Regression discontinuity with sci-kit learn models
from sklearn.gaussian_process import GaussianProcessRegressor
from sklearn.gaussian_process.kernels import ExpSineSquared, WhiteKernel
from sklearn.linear_model import LinearRegression
import causalpy as cp
WARNING (pytensor.tensor.blas): Using NumPy C-API based implementation for BLAS functions.
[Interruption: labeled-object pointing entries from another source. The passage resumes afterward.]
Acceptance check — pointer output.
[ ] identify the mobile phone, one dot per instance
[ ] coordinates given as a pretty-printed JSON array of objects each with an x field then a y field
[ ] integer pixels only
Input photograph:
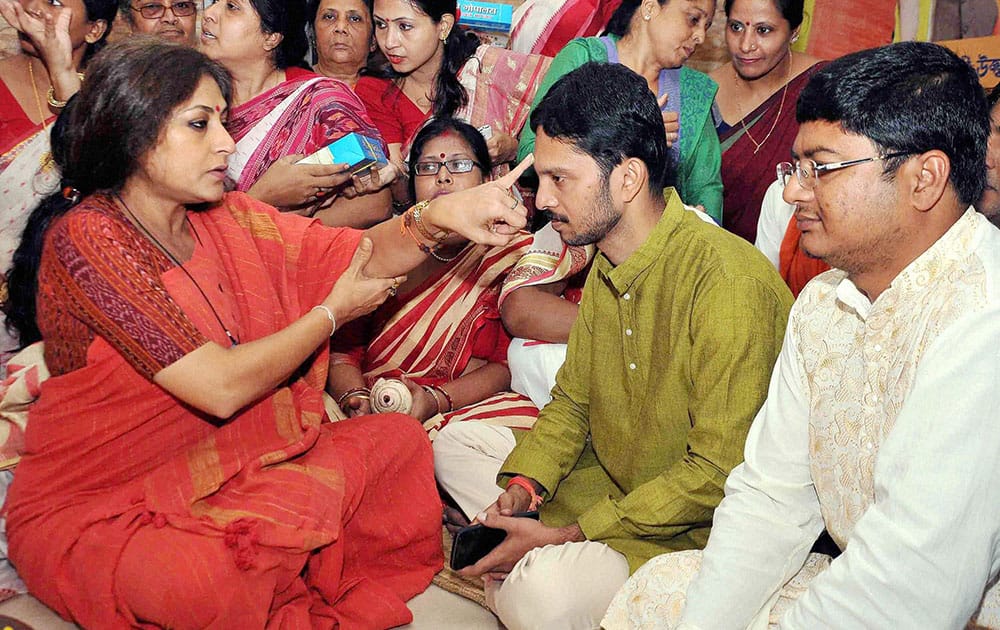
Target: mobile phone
[{"x": 472, "y": 543}]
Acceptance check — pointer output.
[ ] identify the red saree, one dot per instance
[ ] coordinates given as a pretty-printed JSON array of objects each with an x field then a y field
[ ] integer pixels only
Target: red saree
[
  {"x": 442, "y": 329},
  {"x": 745, "y": 174},
  {"x": 129, "y": 508}
]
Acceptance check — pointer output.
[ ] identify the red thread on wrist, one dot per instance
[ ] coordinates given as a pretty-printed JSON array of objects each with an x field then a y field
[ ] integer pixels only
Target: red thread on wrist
[{"x": 522, "y": 481}]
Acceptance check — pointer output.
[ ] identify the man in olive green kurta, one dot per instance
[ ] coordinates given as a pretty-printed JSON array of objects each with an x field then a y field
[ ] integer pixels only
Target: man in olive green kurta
[{"x": 668, "y": 362}]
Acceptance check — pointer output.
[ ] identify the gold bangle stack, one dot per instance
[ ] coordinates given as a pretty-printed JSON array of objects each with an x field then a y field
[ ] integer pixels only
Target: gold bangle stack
[{"x": 417, "y": 211}]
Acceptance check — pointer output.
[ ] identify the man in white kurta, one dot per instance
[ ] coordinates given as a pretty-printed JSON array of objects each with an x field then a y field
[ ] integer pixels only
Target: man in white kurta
[{"x": 882, "y": 422}]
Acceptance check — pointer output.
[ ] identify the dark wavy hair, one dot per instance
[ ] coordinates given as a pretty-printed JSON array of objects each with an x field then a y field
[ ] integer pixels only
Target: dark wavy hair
[
  {"x": 288, "y": 18},
  {"x": 439, "y": 126},
  {"x": 131, "y": 90},
  {"x": 376, "y": 63},
  {"x": 449, "y": 95},
  {"x": 609, "y": 113},
  {"x": 909, "y": 98},
  {"x": 791, "y": 10}
]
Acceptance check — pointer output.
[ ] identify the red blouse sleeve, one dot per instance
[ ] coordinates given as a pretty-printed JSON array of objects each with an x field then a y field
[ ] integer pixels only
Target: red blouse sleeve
[
  {"x": 99, "y": 277},
  {"x": 388, "y": 109}
]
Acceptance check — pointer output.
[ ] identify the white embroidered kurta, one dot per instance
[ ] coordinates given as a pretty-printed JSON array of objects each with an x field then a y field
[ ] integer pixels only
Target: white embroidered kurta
[{"x": 882, "y": 423}]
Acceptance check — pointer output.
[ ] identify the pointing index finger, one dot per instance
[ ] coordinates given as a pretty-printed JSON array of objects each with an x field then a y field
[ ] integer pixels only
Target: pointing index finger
[{"x": 511, "y": 178}]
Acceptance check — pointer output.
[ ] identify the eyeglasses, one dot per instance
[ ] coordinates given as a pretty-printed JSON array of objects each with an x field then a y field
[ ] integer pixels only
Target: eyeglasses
[
  {"x": 156, "y": 11},
  {"x": 808, "y": 171},
  {"x": 454, "y": 167}
]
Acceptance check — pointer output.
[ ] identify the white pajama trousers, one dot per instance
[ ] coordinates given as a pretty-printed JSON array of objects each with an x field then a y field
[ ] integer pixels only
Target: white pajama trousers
[{"x": 558, "y": 586}]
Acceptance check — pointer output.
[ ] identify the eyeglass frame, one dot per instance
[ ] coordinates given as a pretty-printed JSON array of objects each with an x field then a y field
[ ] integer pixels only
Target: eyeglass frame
[
  {"x": 163, "y": 9},
  {"x": 819, "y": 168},
  {"x": 438, "y": 165}
]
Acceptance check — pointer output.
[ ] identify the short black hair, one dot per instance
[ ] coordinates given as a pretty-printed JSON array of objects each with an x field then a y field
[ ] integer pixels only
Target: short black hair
[
  {"x": 909, "y": 97},
  {"x": 288, "y": 18},
  {"x": 610, "y": 114}
]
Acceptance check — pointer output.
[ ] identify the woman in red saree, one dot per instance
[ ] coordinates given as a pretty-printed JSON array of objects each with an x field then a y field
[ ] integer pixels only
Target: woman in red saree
[
  {"x": 442, "y": 333},
  {"x": 179, "y": 467},
  {"x": 756, "y": 103},
  {"x": 282, "y": 113}
]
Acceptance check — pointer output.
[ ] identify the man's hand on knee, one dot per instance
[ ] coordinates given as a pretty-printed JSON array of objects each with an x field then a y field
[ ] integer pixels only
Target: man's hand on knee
[{"x": 523, "y": 535}]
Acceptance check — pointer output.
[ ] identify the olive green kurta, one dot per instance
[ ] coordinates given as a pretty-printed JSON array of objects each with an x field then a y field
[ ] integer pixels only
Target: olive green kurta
[{"x": 668, "y": 363}]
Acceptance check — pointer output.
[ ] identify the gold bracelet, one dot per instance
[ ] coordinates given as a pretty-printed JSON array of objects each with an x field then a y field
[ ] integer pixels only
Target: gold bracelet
[
  {"x": 417, "y": 211},
  {"x": 329, "y": 315},
  {"x": 50, "y": 96}
]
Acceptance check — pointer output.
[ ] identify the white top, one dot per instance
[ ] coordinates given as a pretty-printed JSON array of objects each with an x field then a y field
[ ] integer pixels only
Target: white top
[
  {"x": 882, "y": 423},
  {"x": 772, "y": 224}
]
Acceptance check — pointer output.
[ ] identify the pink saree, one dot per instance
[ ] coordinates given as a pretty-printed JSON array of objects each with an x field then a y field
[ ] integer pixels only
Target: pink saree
[
  {"x": 444, "y": 328},
  {"x": 301, "y": 115}
]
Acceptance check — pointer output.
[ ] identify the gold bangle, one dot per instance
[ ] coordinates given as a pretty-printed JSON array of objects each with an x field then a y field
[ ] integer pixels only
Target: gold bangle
[
  {"x": 50, "y": 96},
  {"x": 329, "y": 315},
  {"x": 417, "y": 212}
]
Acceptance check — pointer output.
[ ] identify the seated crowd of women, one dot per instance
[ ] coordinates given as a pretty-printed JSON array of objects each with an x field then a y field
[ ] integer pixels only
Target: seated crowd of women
[{"x": 201, "y": 334}]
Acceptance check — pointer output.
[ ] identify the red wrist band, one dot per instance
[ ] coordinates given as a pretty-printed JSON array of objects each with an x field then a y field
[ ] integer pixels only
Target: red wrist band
[{"x": 522, "y": 481}]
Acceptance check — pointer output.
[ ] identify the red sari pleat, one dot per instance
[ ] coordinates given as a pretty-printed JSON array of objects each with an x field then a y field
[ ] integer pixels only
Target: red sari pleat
[{"x": 116, "y": 470}]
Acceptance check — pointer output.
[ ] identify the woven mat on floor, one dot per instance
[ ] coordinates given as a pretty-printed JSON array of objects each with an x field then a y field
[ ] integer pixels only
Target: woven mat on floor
[{"x": 469, "y": 588}]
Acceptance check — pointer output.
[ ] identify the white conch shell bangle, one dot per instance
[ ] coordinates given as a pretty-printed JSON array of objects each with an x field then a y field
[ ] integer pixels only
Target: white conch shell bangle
[{"x": 390, "y": 395}]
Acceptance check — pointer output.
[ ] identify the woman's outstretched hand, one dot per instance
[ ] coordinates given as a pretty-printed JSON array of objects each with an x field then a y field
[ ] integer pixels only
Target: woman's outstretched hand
[
  {"x": 355, "y": 292},
  {"x": 488, "y": 214},
  {"x": 50, "y": 35}
]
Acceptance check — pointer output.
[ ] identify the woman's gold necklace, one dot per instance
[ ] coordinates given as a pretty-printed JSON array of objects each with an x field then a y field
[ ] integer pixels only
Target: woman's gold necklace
[{"x": 781, "y": 106}]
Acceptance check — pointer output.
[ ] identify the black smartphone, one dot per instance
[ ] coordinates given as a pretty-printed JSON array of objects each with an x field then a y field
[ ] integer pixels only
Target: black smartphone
[{"x": 472, "y": 543}]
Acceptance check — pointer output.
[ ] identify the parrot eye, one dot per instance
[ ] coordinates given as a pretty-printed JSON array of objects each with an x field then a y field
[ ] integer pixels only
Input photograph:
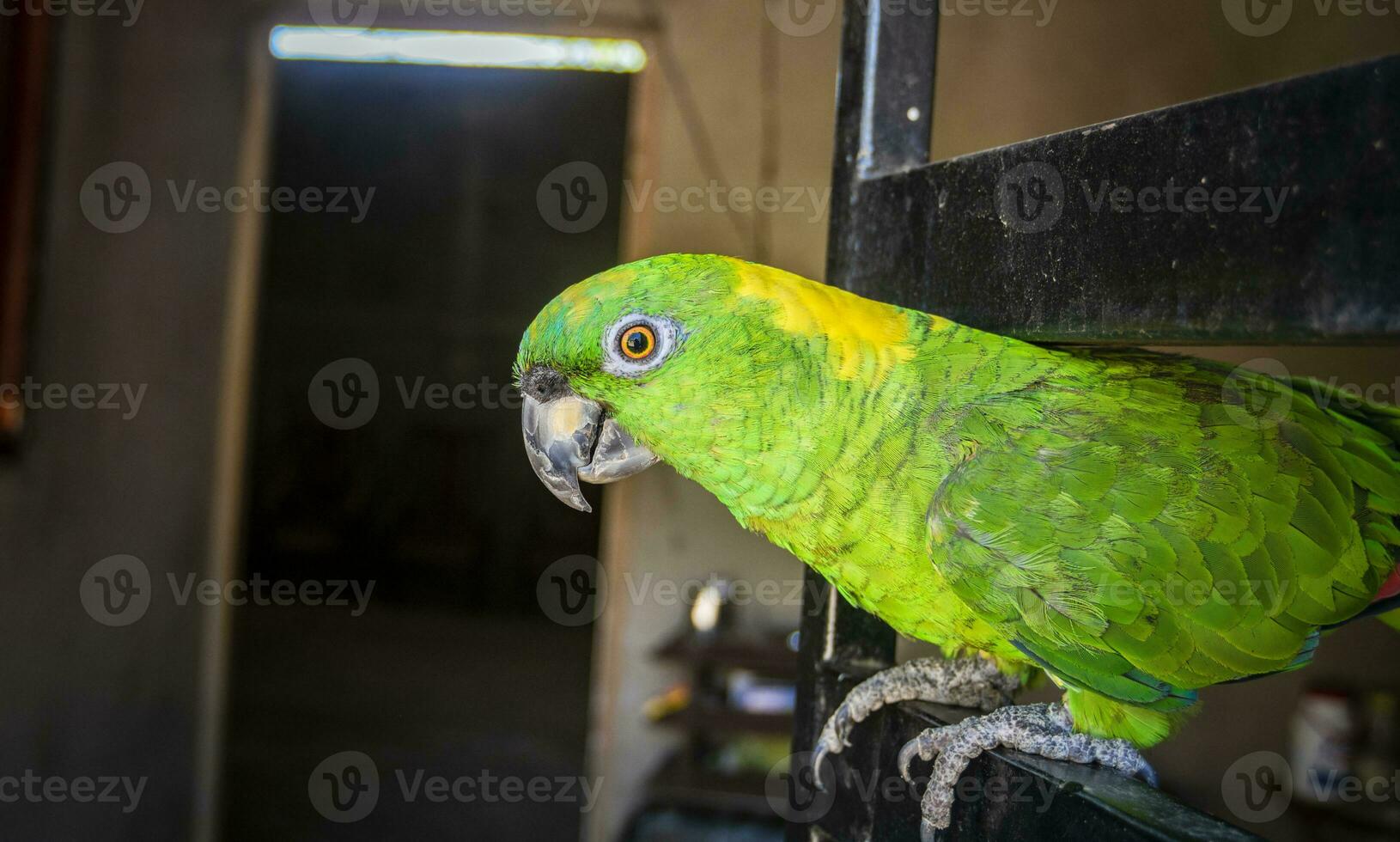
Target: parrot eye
[{"x": 637, "y": 344}]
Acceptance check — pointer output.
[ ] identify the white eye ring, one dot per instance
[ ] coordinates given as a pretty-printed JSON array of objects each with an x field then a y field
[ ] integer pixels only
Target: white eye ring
[{"x": 668, "y": 338}]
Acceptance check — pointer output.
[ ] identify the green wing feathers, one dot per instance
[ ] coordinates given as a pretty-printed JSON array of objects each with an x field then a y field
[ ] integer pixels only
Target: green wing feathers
[{"x": 1142, "y": 526}]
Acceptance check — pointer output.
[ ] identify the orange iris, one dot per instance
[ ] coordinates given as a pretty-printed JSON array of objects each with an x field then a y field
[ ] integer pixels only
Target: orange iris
[{"x": 637, "y": 342}]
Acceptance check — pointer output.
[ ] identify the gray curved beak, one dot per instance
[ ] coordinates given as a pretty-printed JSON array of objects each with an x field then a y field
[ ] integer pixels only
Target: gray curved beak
[{"x": 569, "y": 439}]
%config InlineBackend.figure_format = 'retina'
Load data
data = cp.load_data("rd")
data.head()
x | y | treated | |
---|---|---|---|
0 | -0.932739 | -0.091919 | False |
1 | -0.930778 | -0.382663 | False |
2 | -0.929110 | -0.181786 | False |
3 | -0.907419 | -0.288245 | False |
4 | -0.882469 | -0.420811 | False |
Linear, main-effects model
result = cp.skl_experiments.RegressionDiscontinuity(
data,
formula="y ~ 1 + x + treated",
model=LinearRegression(),
treatment_threshold=0.5,
)
fig, ax = result.plot();
Linear, main-effects, and interaction model
result = cp.skl_experiments.RegressionDiscontinuity(
data,
formula="y ~ 1 + x + treated + x:treated",
model=LinearRegression(),
treatment_threshold=0.5,
)
result.plot();
Though we can see that this does not give a good fit of the data almost certainly overestimates the discontinuity at threshold.
Using a bandwidth
One way how we could deal with this is to use the bandwidth
kwarg. This will only fit the model to data within a certain bandwidth of the threshold. If \(x\) is the running variable, then the model will only be fitted to data where \(threshold - bandwidth \le x \le threshold + bandwidth\).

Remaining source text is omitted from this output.